Money is what ever your hourly is plus if you get a delivery fee and tips and all that depends on state and the market you are in and also the how well known the shop is. Also how long you worked there plays a part in it as well. 

So money wise hourly plus nothing to buying Gucci flip flops 

Also hope you don't mind driven in shitty weather snow ice and rain are always fun.


----------



## Lee239 (Mar 24, 2017)

Torin said:


> Pretty much what he said if you are not driven you are makes boxes putting orders away answering phones dealing with people.
> 
> Money is what ever your hourly is plus if you get a delivery fee and tips and all that depends on state and the market you are in and also the how well known the shop is. Also how long you worked there plays a part in it as well.
> 
> ...


Did most people tip? Do people pay with debit or credit and do they tip on the card?


----------



## iamnightmare73 (May 2, 2017)

Some do and some don't. If you deliver the pizza early, you might get a big tip. But I don't know the market in your area.

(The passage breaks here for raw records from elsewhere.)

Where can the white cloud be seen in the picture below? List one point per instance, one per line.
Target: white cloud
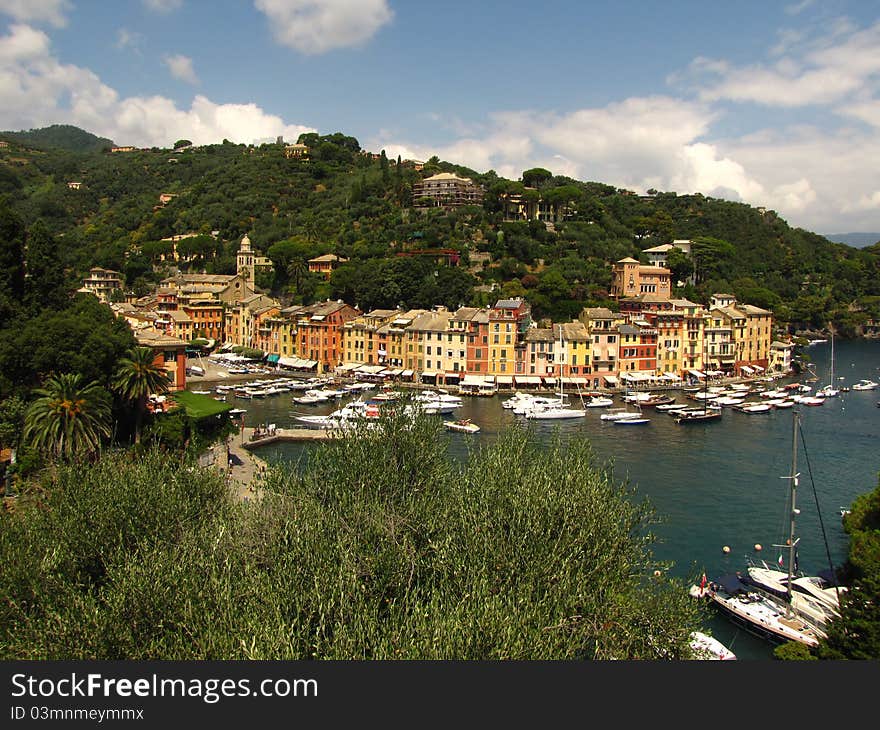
(814, 178)
(798, 8)
(868, 112)
(22, 45)
(818, 71)
(318, 26)
(181, 68)
(37, 11)
(37, 90)
(162, 6)
(866, 202)
(128, 39)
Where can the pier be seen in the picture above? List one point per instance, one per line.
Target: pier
(252, 438)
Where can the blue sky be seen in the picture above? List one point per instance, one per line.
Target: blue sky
(773, 104)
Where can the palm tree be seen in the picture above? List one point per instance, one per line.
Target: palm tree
(136, 378)
(69, 417)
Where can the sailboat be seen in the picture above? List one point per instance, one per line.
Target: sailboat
(760, 611)
(559, 409)
(706, 413)
(829, 391)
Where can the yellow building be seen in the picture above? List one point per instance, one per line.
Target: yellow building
(671, 341)
(509, 321)
(361, 340)
(573, 349)
(629, 278)
(755, 351)
(424, 342)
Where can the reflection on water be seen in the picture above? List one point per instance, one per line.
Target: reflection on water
(713, 484)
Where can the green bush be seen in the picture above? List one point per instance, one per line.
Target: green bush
(378, 547)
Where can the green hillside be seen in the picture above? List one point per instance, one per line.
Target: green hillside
(346, 202)
(59, 136)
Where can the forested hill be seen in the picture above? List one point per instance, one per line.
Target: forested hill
(60, 136)
(857, 240)
(360, 207)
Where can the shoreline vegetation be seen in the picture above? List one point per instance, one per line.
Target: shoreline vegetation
(379, 548)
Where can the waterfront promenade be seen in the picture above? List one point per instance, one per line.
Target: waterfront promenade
(244, 470)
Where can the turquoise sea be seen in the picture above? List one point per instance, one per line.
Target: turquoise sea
(714, 484)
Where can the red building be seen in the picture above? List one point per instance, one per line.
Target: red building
(319, 332)
(169, 353)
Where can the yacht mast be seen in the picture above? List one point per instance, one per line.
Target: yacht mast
(793, 480)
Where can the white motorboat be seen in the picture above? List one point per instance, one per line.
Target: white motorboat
(755, 408)
(537, 402)
(619, 414)
(465, 425)
(705, 647)
(552, 412)
(811, 400)
(865, 385)
(312, 396)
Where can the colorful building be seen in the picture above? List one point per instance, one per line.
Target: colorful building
(602, 324)
(630, 279)
(169, 354)
(319, 332)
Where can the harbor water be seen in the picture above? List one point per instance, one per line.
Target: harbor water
(713, 484)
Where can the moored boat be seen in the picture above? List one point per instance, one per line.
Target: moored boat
(705, 647)
(464, 425)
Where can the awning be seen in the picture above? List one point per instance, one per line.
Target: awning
(472, 380)
(295, 362)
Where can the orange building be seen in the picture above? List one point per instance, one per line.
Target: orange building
(319, 332)
(325, 264)
(629, 278)
(169, 353)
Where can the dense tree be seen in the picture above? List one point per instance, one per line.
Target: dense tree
(85, 337)
(407, 557)
(856, 634)
(136, 378)
(12, 271)
(535, 177)
(69, 418)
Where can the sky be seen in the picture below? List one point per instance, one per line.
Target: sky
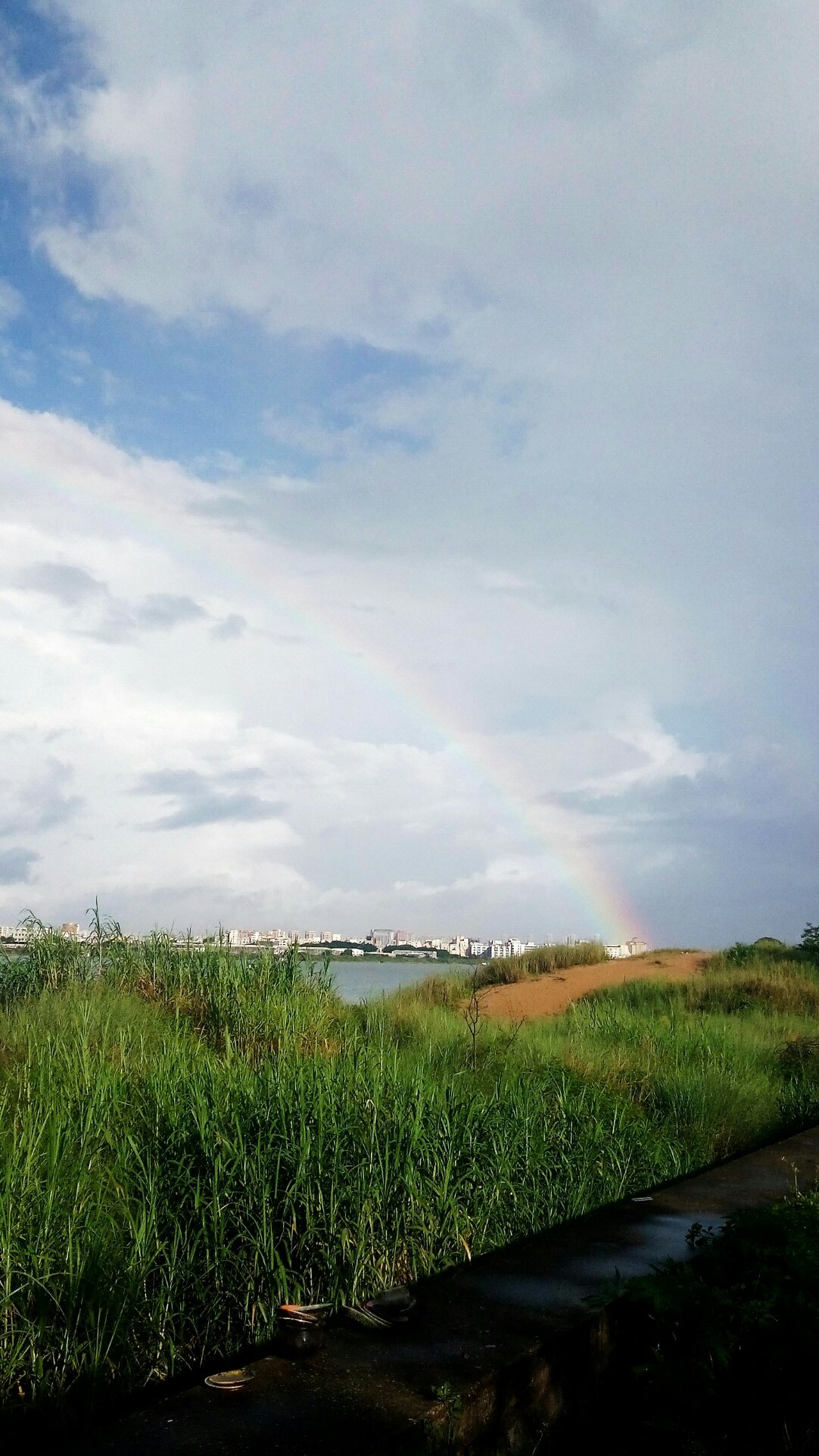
(408, 465)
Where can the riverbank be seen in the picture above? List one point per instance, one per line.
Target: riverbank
(553, 993)
(189, 1139)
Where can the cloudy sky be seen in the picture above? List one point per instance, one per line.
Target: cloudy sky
(408, 465)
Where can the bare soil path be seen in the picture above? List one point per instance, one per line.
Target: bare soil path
(550, 995)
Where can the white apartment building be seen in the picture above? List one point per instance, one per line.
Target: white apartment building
(381, 938)
(15, 932)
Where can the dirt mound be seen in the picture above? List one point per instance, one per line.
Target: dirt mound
(550, 995)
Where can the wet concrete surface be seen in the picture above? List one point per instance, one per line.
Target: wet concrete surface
(492, 1352)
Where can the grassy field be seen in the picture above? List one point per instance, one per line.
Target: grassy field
(191, 1136)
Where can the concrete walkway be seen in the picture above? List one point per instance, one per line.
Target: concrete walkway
(492, 1353)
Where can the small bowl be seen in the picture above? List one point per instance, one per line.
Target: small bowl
(229, 1380)
(300, 1334)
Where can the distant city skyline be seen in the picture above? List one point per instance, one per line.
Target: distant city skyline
(378, 940)
(408, 465)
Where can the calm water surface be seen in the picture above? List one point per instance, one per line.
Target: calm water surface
(360, 981)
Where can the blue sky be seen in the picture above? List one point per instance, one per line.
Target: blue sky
(410, 452)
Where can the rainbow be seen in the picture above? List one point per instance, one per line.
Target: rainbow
(595, 897)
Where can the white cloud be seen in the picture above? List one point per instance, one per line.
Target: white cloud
(269, 772)
(435, 175)
(11, 303)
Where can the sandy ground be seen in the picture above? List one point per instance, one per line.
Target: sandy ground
(550, 995)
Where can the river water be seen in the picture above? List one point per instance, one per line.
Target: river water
(361, 979)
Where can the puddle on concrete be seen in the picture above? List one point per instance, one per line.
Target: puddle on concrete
(643, 1244)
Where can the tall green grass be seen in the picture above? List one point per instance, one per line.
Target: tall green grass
(189, 1137)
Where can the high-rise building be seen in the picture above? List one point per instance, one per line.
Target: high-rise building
(381, 938)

Yes, they use their cards and some put the tip on the card already. Some also pay cash. Which means, they would have to pay you when get to their place. They might tip you, they might not. Better not to expect that they tip you so you don't get disappointed. In some cases, they'll ask for change. You are not allowed to carry more than $20 in change (but maybe it depends on the pizza place). If you don't have enough change, you might be required to go back to the pizza place and get the change (don't leave the pizza with the customer, you have to bring it with you and bring it back).


----------



## Kerplunkenstein (Sep 3, 2015)

finished my first 5 hour shift and did decently. $100 before I had to account for gas/wear and tear.


----------



## Torin (Apr 26, 2017)

Lee239 said:


> Did most people tip? Do people pay with debit or credit and do they tip on the card?

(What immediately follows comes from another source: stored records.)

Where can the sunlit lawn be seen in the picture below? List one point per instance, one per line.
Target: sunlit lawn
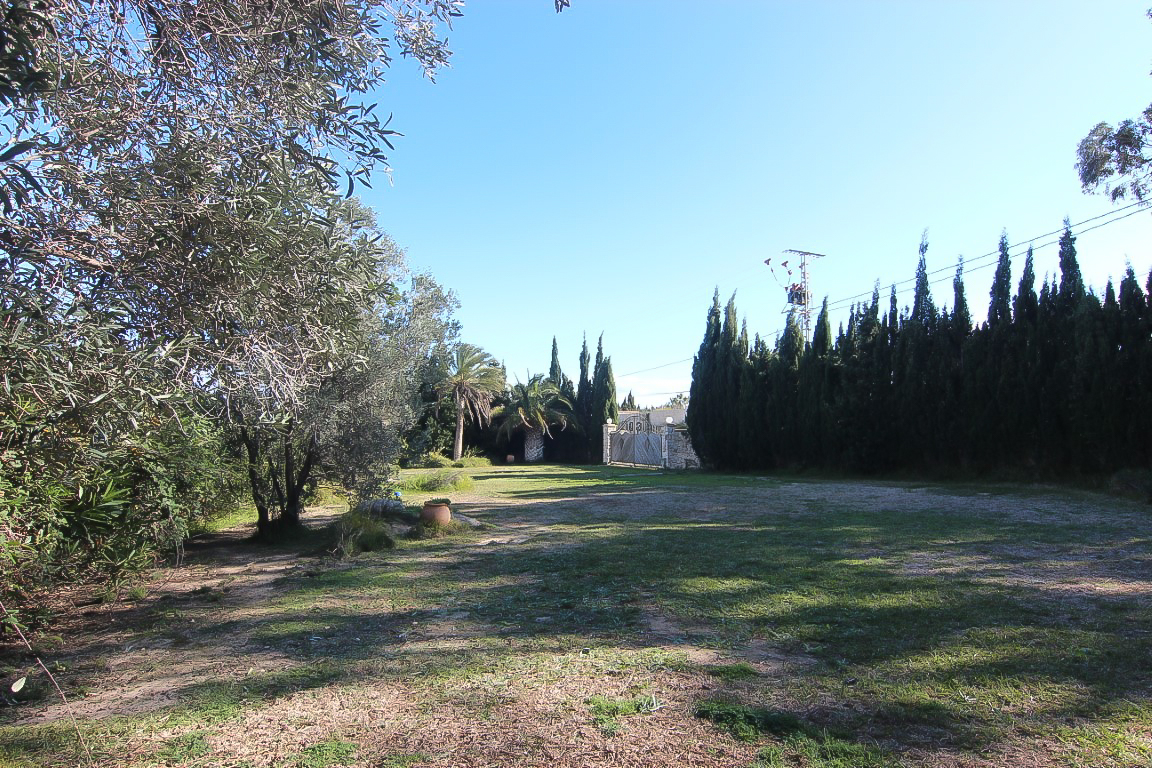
(851, 633)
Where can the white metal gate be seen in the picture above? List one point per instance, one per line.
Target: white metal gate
(635, 441)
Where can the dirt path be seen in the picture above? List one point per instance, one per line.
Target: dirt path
(204, 624)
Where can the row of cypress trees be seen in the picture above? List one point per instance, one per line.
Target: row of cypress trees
(1051, 383)
(593, 398)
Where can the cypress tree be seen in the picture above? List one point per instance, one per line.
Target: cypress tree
(584, 397)
(604, 405)
(702, 401)
(554, 372)
(730, 360)
(1000, 306)
(923, 309)
(1071, 282)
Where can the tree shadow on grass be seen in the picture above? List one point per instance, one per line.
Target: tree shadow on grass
(899, 652)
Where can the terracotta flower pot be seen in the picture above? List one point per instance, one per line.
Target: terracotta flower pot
(436, 512)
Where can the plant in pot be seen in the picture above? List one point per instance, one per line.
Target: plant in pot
(437, 510)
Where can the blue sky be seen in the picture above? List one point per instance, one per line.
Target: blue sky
(605, 169)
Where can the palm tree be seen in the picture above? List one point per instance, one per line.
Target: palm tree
(474, 379)
(535, 408)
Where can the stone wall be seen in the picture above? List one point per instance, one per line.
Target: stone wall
(679, 454)
(675, 448)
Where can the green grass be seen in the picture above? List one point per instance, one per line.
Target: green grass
(325, 754)
(901, 628)
(606, 712)
(436, 480)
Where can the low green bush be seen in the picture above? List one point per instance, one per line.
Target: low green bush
(438, 480)
(357, 532)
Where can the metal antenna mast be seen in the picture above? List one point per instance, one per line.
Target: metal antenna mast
(800, 295)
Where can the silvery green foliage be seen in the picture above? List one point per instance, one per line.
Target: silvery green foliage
(175, 241)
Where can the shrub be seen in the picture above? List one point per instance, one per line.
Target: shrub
(357, 532)
(439, 480)
(426, 530)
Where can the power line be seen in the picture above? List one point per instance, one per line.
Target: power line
(654, 367)
(841, 303)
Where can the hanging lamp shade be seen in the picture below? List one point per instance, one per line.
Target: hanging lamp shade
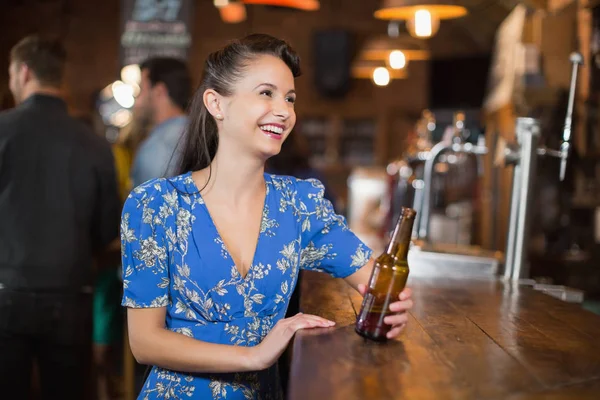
(405, 9)
(233, 13)
(379, 48)
(363, 69)
(306, 5)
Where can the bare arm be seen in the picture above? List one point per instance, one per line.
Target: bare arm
(151, 343)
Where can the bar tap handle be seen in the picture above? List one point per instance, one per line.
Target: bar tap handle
(577, 60)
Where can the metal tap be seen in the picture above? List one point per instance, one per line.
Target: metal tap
(524, 158)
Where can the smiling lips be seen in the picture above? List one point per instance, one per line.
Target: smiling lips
(274, 131)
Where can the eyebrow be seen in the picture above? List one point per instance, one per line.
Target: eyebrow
(270, 85)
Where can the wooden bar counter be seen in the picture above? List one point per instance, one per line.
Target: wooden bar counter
(475, 339)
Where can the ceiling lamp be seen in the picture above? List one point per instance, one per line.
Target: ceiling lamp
(376, 71)
(394, 51)
(306, 5)
(422, 16)
(232, 12)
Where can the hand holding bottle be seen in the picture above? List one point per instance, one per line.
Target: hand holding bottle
(385, 300)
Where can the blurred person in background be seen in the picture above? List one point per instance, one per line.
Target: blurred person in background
(59, 209)
(165, 89)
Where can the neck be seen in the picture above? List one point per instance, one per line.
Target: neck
(31, 90)
(236, 176)
(166, 112)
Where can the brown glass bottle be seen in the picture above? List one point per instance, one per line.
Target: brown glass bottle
(387, 280)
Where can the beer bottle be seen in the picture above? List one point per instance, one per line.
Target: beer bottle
(387, 280)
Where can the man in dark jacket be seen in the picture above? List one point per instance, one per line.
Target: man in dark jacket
(59, 208)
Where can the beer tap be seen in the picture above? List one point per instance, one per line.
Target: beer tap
(524, 158)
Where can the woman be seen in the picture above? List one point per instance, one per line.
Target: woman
(211, 256)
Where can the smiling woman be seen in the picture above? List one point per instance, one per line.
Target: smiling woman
(211, 257)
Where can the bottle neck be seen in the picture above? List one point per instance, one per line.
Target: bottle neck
(400, 241)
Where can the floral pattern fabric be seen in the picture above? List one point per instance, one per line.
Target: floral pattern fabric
(174, 257)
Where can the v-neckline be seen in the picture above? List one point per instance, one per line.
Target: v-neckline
(220, 238)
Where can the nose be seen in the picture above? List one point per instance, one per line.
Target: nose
(281, 109)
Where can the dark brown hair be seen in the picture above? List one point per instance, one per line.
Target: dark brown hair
(221, 70)
(45, 57)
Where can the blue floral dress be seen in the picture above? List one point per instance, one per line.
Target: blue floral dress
(173, 257)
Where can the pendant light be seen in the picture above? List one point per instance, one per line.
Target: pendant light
(306, 5)
(395, 52)
(377, 71)
(422, 16)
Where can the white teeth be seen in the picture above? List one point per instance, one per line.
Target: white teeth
(272, 128)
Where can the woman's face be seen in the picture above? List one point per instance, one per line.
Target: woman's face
(259, 115)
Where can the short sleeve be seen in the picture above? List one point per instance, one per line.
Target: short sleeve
(328, 245)
(144, 249)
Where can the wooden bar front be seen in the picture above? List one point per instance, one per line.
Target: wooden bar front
(464, 340)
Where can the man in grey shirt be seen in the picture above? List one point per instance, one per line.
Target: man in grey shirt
(165, 90)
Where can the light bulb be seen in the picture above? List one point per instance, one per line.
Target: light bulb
(423, 24)
(381, 76)
(123, 94)
(397, 60)
(131, 74)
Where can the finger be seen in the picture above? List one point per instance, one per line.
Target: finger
(401, 306)
(395, 331)
(307, 323)
(318, 319)
(405, 294)
(397, 319)
(362, 289)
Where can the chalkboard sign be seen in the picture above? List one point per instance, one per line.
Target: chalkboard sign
(151, 28)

like i said it depends on the market most ppl tip how much idk. i dont live and work in the area but in gen you can make money


----------



## tohunt4me (Nov 23, 2015)

Kerplunkenstein said:


> Im starting next week. I was wondering what I can expect in pay for a 4-5 hr shift. Thanks


$50.00-$70.00 cash tips.



Kerplunkenstein said:


> Im starting next week. I was wondering what I can expect in pay for a 4-5 hr shift. Thanks


Makes uber look bad.

NO NEED TO TIP !


----------



## Kerplunkenstein (Sep 3, 2015)

tips averaged about $5-6. My biggest tip was $12


----------



## NBR (Oct 17, 2015)

Torin said:


> like i said it depends on the market most ppl tip how much idk. i dont live and work in the area but in gen you can make money


I used to deliver pizza in one city 5:00 p.m. to 9:00 p.m. On the end I have an average of $30 on tips a day. After months I quit.
Then, I started to deliver pizza in another city, same hours. I could make $50+ each night and around $70+ on weekends.

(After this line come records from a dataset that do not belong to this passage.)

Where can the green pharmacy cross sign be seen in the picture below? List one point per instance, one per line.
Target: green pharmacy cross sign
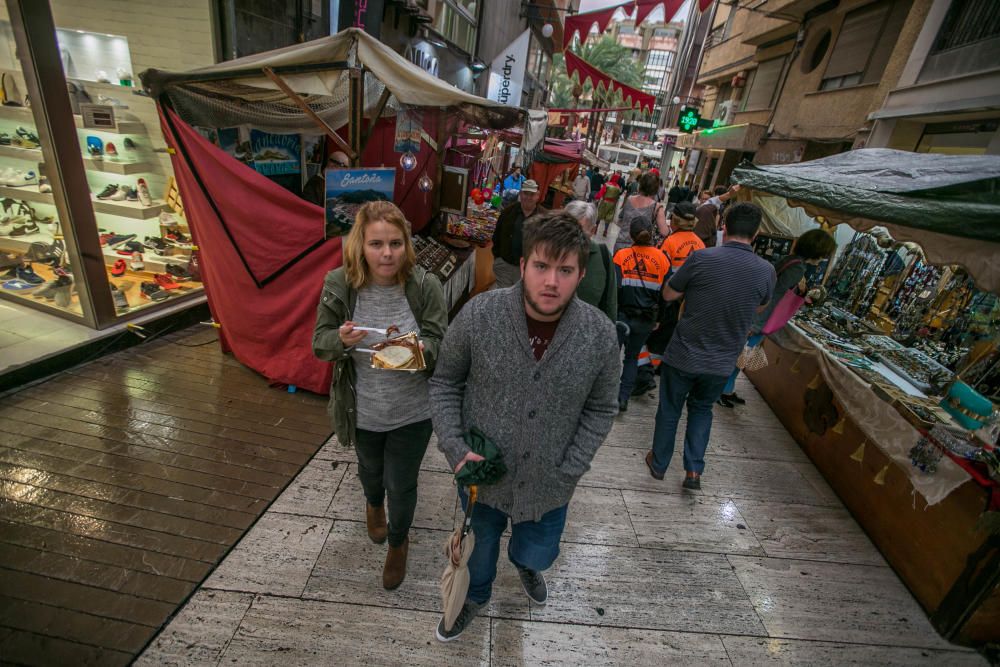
(689, 119)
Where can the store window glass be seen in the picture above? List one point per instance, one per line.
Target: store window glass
(37, 264)
(144, 237)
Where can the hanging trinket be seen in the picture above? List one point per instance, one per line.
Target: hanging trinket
(425, 184)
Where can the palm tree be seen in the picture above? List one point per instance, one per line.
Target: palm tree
(608, 56)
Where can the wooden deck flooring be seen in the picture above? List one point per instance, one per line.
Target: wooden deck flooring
(124, 482)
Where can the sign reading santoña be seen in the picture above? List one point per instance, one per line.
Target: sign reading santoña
(348, 189)
(507, 72)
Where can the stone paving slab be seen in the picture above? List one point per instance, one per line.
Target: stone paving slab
(763, 566)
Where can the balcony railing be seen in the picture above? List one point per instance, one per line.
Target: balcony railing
(716, 36)
(968, 21)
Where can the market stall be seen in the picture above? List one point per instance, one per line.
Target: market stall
(264, 248)
(891, 386)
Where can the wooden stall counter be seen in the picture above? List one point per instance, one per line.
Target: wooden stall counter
(949, 564)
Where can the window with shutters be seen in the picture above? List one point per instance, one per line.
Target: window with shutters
(762, 85)
(864, 44)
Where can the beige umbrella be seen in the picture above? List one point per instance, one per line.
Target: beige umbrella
(455, 580)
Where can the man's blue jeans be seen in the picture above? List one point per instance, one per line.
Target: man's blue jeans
(700, 391)
(533, 545)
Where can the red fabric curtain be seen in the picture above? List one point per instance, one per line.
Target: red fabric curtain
(263, 258)
(262, 247)
(584, 70)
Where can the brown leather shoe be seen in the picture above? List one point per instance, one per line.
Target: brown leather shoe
(395, 566)
(375, 518)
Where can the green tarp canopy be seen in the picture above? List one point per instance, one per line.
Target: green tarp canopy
(949, 204)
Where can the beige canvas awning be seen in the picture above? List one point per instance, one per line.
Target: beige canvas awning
(238, 91)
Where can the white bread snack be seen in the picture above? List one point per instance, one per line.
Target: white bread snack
(394, 356)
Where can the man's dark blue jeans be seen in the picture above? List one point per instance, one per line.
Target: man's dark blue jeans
(700, 391)
(533, 545)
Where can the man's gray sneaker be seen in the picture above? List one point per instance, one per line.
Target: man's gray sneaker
(534, 585)
(468, 612)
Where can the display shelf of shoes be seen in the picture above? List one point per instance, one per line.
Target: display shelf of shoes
(24, 115)
(154, 263)
(22, 243)
(71, 296)
(105, 165)
(116, 166)
(125, 209)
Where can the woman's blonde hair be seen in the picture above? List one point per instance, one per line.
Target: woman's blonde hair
(355, 265)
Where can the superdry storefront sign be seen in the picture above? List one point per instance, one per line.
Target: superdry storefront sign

As Torin said, it depends on the market.


----------



## Dakota1 (Feb 28, 2016)

I delivered pizza in southern Marin county, Ca. For over14yrs..average around $25-30 per hour if not more..it all depends on how popular the pizza parlor is and how many deliveries you get in a shift..you might get a no tip here and there..and $40 or more here and there...expect to recieve 15% of bill total plus hourly pay in my case it was $13 per hour+54cent per mile mileage reimbursement....This was from working at Round Table Pizza a busy store


----------



## PepeLePiu (Feb 3, 2017)

I love doing deliveries, the bad thing is that the person that runs the app is getting too many drivers onboard, she lost a few of the good drivers already.
I was making over $ 100 bucks a day on two 3 and 4 hour shifts, now is down to 60-70, still not bad since I do Uber and Lyft also so my averages still above $20.00 bucks an hour.


----------